Monica Salvatierra 21/12/2020 08:08

Escucha esta nota aquí

Hay una nueva cepa del coronavirus. Es más contagiosa y es el virus dominante en Reino Unido, que ayer tuvo un récord de contagios e internaciones. Las autoridades europeas no se toman la noticia a la ligera. Este domingo fueron suspendidos miles de viajes desde el país británico al resto del continente y se ha convocado a una reunión de emergencia de los líderes del Viejo Continente sobre la materia. La gran incógnita es si esta mutación ocasiona más muertes (aun no se ha demostrado esa posibilidad, pero está en estudio). Los mensajes son insistentes: que la gente se quede en casa, que se suspendan las celebraciones de fin de año y que se deshagan las maletas para evitar los viajes.

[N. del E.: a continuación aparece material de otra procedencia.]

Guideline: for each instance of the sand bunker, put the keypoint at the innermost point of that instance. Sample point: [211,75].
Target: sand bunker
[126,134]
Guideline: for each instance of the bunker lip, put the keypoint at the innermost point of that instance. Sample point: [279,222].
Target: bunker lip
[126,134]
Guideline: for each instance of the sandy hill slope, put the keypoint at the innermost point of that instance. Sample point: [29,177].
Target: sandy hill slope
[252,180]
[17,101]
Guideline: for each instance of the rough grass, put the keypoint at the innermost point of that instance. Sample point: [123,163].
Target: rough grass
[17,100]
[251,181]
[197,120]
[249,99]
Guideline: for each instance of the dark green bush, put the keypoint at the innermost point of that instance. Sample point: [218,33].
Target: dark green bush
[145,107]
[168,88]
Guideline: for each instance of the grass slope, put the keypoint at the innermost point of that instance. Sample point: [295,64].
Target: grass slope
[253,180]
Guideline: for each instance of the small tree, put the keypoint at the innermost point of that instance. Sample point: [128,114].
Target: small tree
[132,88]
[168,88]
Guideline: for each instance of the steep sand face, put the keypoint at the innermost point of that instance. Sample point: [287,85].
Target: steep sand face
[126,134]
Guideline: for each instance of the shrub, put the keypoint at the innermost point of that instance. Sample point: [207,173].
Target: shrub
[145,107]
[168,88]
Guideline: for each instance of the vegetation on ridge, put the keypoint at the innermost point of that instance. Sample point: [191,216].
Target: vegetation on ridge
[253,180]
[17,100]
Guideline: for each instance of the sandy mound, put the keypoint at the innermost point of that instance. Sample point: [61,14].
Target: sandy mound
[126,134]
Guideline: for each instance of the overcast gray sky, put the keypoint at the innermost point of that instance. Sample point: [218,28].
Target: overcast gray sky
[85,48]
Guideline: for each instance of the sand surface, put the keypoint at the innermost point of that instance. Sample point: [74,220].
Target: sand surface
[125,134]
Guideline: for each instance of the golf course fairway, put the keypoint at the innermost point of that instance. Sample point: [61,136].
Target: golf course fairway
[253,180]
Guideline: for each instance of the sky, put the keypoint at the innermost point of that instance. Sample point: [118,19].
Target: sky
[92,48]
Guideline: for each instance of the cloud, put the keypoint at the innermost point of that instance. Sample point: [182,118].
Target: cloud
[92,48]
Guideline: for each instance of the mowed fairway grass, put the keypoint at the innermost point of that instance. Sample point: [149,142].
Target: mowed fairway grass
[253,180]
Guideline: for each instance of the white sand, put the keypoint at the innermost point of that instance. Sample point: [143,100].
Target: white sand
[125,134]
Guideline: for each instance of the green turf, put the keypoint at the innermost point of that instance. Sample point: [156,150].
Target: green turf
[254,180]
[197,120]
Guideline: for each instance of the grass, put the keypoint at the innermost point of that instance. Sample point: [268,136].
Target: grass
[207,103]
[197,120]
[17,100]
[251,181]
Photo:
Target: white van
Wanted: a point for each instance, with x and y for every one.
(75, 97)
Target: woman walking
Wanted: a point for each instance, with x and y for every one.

En cambio, en Bolivia hay campaña política, por lo que no son evidentes las mismas alarmas, aun a pesar de que las cifras de contagios son alarmantes en los últimos días. Solo el sábado, se dio a conocer de casi 400 casos solo en Santa Cruz y 621 en el país. Ajenas a esta realidad, las personas inundan los mercados, no usan barbijo ni les interesa la distancia social. En las normas que se aplicarán desde ahora, hay algunas medidas que son más de forma que de fondo, porque todo está permitido: mercados, restaurantes, gimnasios, etc. Habrá que ver si se logra sancionar la falta de barbijo. Entre tanto, el Gobierno central “socializa” una estrategia, pero no dota ítems para el personal de salud. Los médicos están cansados. No quieren ser llamados “héroes de bata blanca”, lo que quieren es que cuidándose cada quien, se los cuide a ellos. ¿Será tan difícil ver lo obvio?